Bei der Angleichung von Insolvenzvorschriften gibt es nur wenig Fortschritte.

UM – 06/2024

Die für den europäischen Binnenmarkt wichtige Angleichung von Regelungen im Zusammenhang mit insolventen Unternehmen kommt nicht so recht voran. Der Fortschrittsbericht vom 31. Mai dieses Jahres zeigt aber: Von der gezielten Förderung grenzüberschreitender Investitionen durch eine gezielte Harmonisierung von Insolvenzverfahren ist man noch ein gutes Stück entfernt.

Im Ziel einig

Im Ziel ist man sich politisch einig. Die Staats- und Regierungschefs hatten auf ihrem Gipfel am 22. März in einer gemeinsamen Erklärung ihren Willen bekundet, die Vertiefung der Kapitalmarktunion zu beschleunigen und die ausstehenden Gesetzgebungsarbeiten rasch abzuschließen. In den Schlussfolgerungen des Rates vom 17./18. April ist dies nochmals unterstrichen worden. Dazu zählt auch die Richtlinie zur Harmonisierung bestimmter Aspekt des Insolvenzrechts, welche die Europäische Kommission am 7. Dezember 2022 vorgeschlagen hat.

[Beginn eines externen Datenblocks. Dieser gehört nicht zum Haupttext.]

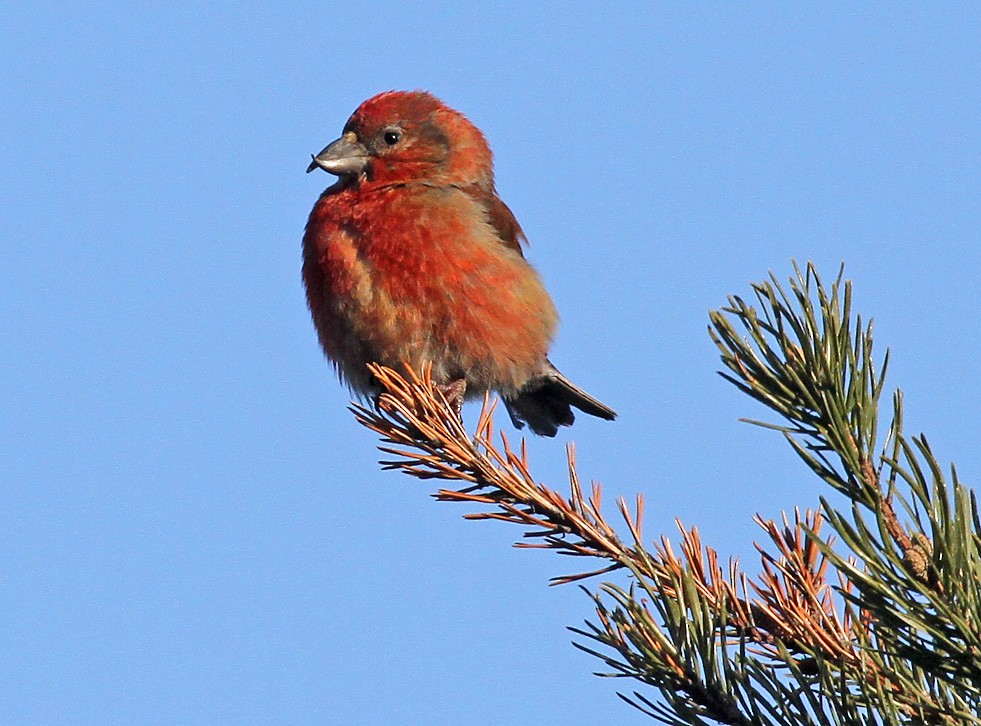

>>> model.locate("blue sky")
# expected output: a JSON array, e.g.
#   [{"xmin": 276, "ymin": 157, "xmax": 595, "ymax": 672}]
[{"xmin": 0, "ymin": 3, "xmax": 981, "ymax": 724}]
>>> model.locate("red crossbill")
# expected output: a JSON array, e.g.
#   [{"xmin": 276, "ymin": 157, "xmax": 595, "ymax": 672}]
[{"xmin": 303, "ymin": 91, "xmax": 616, "ymax": 436}]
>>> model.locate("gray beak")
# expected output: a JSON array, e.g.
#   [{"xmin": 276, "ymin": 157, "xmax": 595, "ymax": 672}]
[{"xmin": 307, "ymin": 131, "xmax": 368, "ymax": 176}]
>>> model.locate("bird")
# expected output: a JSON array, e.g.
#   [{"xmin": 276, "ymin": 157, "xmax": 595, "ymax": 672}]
[{"xmin": 302, "ymin": 91, "xmax": 617, "ymax": 437}]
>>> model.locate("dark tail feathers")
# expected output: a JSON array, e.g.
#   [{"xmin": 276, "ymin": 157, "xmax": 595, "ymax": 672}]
[{"xmin": 504, "ymin": 361, "xmax": 617, "ymax": 436}]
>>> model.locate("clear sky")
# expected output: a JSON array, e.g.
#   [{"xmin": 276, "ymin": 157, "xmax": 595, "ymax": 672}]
[{"xmin": 0, "ymin": 2, "xmax": 981, "ymax": 725}]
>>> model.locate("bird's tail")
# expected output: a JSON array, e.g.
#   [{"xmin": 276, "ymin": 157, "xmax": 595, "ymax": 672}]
[{"xmin": 504, "ymin": 360, "xmax": 617, "ymax": 436}]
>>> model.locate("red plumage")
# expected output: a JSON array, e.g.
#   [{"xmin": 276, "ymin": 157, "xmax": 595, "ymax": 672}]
[{"xmin": 303, "ymin": 91, "xmax": 616, "ymax": 436}]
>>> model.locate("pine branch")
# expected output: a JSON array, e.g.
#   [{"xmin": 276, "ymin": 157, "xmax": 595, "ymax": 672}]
[{"xmin": 353, "ymin": 266, "xmax": 981, "ymax": 724}]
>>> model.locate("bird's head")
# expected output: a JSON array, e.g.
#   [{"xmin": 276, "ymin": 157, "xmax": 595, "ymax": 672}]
[{"xmin": 307, "ymin": 91, "xmax": 494, "ymax": 189}]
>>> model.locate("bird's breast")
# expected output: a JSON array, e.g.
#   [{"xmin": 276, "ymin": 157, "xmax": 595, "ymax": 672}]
[{"xmin": 304, "ymin": 187, "xmax": 556, "ymax": 396}]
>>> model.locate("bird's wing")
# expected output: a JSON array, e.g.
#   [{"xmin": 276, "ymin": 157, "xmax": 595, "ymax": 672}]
[{"xmin": 465, "ymin": 186, "xmax": 528, "ymax": 257}]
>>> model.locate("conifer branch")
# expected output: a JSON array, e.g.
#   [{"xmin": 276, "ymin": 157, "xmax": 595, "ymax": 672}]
[{"xmin": 353, "ymin": 266, "xmax": 981, "ymax": 724}]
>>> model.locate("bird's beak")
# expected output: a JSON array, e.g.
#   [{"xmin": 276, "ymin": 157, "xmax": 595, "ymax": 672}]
[{"xmin": 307, "ymin": 131, "xmax": 368, "ymax": 176}]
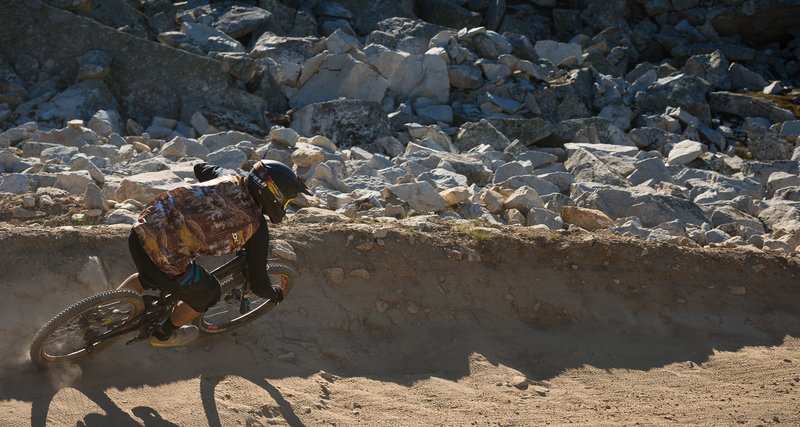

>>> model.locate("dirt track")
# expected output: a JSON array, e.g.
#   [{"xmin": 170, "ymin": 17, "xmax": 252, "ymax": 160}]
[{"xmin": 0, "ymin": 224, "xmax": 800, "ymax": 426}]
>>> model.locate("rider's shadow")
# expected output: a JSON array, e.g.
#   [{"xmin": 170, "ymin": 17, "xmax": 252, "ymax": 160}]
[
  {"xmin": 200, "ymin": 375, "xmax": 305, "ymax": 426},
  {"xmin": 24, "ymin": 349, "xmax": 304, "ymax": 427}
]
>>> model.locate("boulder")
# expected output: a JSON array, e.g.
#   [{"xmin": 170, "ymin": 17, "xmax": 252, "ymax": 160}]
[
  {"xmin": 113, "ymin": 170, "xmax": 184, "ymax": 203},
  {"xmin": 289, "ymin": 53, "xmax": 389, "ymax": 109},
  {"xmin": 291, "ymin": 99, "xmax": 392, "ymax": 148}
]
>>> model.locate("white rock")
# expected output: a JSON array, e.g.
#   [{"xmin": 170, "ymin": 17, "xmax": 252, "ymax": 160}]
[{"xmin": 667, "ymin": 139, "xmax": 703, "ymax": 166}]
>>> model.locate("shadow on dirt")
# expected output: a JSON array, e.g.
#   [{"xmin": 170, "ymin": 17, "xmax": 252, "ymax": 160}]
[{"xmin": 0, "ymin": 224, "xmax": 800, "ymax": 426}]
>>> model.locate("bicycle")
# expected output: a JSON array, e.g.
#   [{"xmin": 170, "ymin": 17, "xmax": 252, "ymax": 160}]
[{"xmin": 30, "ymin": 250, "xmax": 297, "ymax": 367}]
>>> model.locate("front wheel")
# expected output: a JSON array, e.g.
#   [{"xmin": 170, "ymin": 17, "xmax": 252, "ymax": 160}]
[
  {"xmin": 194, "ymin": 262, "xmax": 297, "ymax": 334},
  {"xmin": 30, "ymin": 289, "xmax": 144, "ymax": 367}
]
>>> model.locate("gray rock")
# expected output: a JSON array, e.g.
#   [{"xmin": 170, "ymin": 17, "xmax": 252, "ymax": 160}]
[
  {"xmin": 381, "ymin": 181, "xmax": 447, "ymax": 212},
  {"xmin": 705, "ymin": 228, "xmax": 731, "ymax": 244},
  {"xmin": 772, "ymin": 186, "xmax": 800, "ymax": 202},
  {"xmin": 492, "ymin": 161, "xmax": 533, "ymax": 184},
  {"xmin": 742, "ymin": 160, "xmax": 800, "ymax": 186},
  {"xmin": 417, "ymin": 168, "xmax": 468, "ymax": 192},
  {"xmin": 181, "ymin": 21, "xmax": 246, "ymax": 53},
  {"xmin": 0, "ymin": 173, "xmax": 30, "ymax": 194},
  {"xmin": 747, "ymin": 122, "xmax": 793, "ymax": 160},
  {"xmin": 417, "ymin": 105, "xmax": 453, "ymax": 123},
  {"xmin": 83, "ymin": 183, "xmax": 108, "ymax": 212},
  {"xmin": 198, "ymin": 131, "xmax": 266, "ymax": 157},
  {"xmin": 767, "ymin": 172, "xmax": 800, "ymax": 197},
  {"xmin": 535, "ymin": 40, "xmax": 583, "ymax": 65},
  {"xmin": 35, "ymin": 79, "xmax": 119, "ymax": 127},
  {"xmin": 570, "ymin": 183, "xmax": 709, "ymax": 231},
  {"xmin": 39, "ymin": 145, "xmax": 78, "ymax": 165},
  {"xmin": 486, "ymin": 117, "xmax": 555, "ymax": 146},
  {"xmin": 195, "ymin": 3, "xmax": 272, "ymax": 39},
  {"xmin": 534, "ymin": 171, "xmax": 575, "ymax": 196},
  {"xmin": 758, "ymin": 199, "xmax": 800, "ymax": 233},
  {"xmin": 388, "ymin": 48, "xmax": 450, "ymax": 104},
  {"xmin": 447, "ymin": 62, "xmax": 484, "ymax": 90},
  {"xmin": 105, "ymin": 209, "xmax": 139, "ymax": 225},
  {"xmin": 87, "ymin": 110, "xmax": 121, "ymax": 136},
  {"xmin": 289, "ymin": 53, "xmax": 390, "ymax": 109},
  {"xmin": 628, "ymin": 157, "xmax": 672, "ymax": 185},
  {"xmin": 711, "ymin": 206, "xmax": 765, "ymax": 234},
  {"xmin": 114, "ymin": 170, "xmax": 184, "ymax": 203},
  {"xmin": 514, "ymin": 150, "xmax": 558, "ymax": 169},
  {"xmin": 636, "ymin": 74, "xmax": 711, "ymax": 124},
  {"xmin": 206, "ymin": 147, "xmax": 247, "ymax": 170},
  {"xmin": 497, "ymin": 175, "xmax": 560, "ymax": 196},
  {"xmin": 69, "ymin": 154, "xmax": 105, "ymax": 184},
  {"xmin": 0, "ymin": 149, "xmax": 31, "ymax": 173},
  {"xmin": 682, "ymin": 50, "xmax": 731, "ymax": 90},
  {"xmin": 708, "ymin": 92, "xmax": 795, "ymax": 123},
  {"xmin": 53, "ymin": 171, "xmax": 94, "ymax": 196},
  {"xmin": 564, "ymin": 148, "xmax": 630, "ymax": 187},
  {"xmin": 291, "ymin": 99, "xmax": 391, "ymax": 148},
  {"xmin": 555, "ymin": 117, "xmax": 634, "ymax": 147},
  {"xmin": 728, "ymin": 62, "xmax": 767, "ymax": 92},
  {"xmin": 667, "ymin": 139, "xmax": 703, "ymax": 166},
  {"xmin": 77, "ymin": 49, "xmax": 112, "ymax": 81},
  {"xmin": 455, "ymin": 119, "xmax": 511, "ymax": 151}
]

Gemeinsame Regeln für Anfechtungsklagen

Der Kommissionsvorschlag enthält unter anderem gemeinsame Regeln für Anfechtungsklagen. Die Deutsche Sozialversicherung hatte hier angeregt, auch die Regelungen zur Behandlung von Beitragsmitteln in Insolvenzfällen europaweit anzugleichen, in dem diese von der Möglichkeit einer Anfechtungsklage ausgenommen werden. Damit würden bereits geleistete Sozialversicherungsbeiträge insolventer Unternehmen nicht in die Insolvenzmasse eingehen und die ausschließliche Verwendung von Beitragsmitteln für die sozialrechtlich vorgegebenen Zwecke sichergestellt.

Stillstand im Parlament

Dieser Gedanke wurde in der letzten Legislaturperiode vom mitberatenden Ausschuss des Europäischen Parlaments für Wirtschaft und Währung (ECON) in seiner Stellungnahme vom 30. November 2023 aufgegriffen. Der Berichterstatter im zuständigen Rechtsausschuss (JURI), der Belgier Pascal Arimont, hat das Dossier jedoch nicht zum Abschluss bringen können. Offen ist derzeit, ob der wiedergewählte Arimont die Beratungen im Parlament weiterführen wird.

Diskussionsstand im Rat

Im Rat werden seit April erste Kompromisstexte zu einzelnen Titeln diskutiert. Festzustellen ist, dass in der Ratsdelegation insbesondere hinsichtlich der beabsichtigten Sonderregelungen für zahlungsunfähige Kleinstunternehmen erhebliche Meinungsverschiedenheiten bestehen. Die Mehrheit der Mitgliedsstaaten lehnt diese ab. Aber auch bei den anderen Titeln wurde weitreichender Überarbeitungsbedarf gesehen. Beim Thema Anfechtungsklagen hat man sich zumindest verständigt - auf mehr Flexibilität für die Ausgestaltung des Rechtsrahmens.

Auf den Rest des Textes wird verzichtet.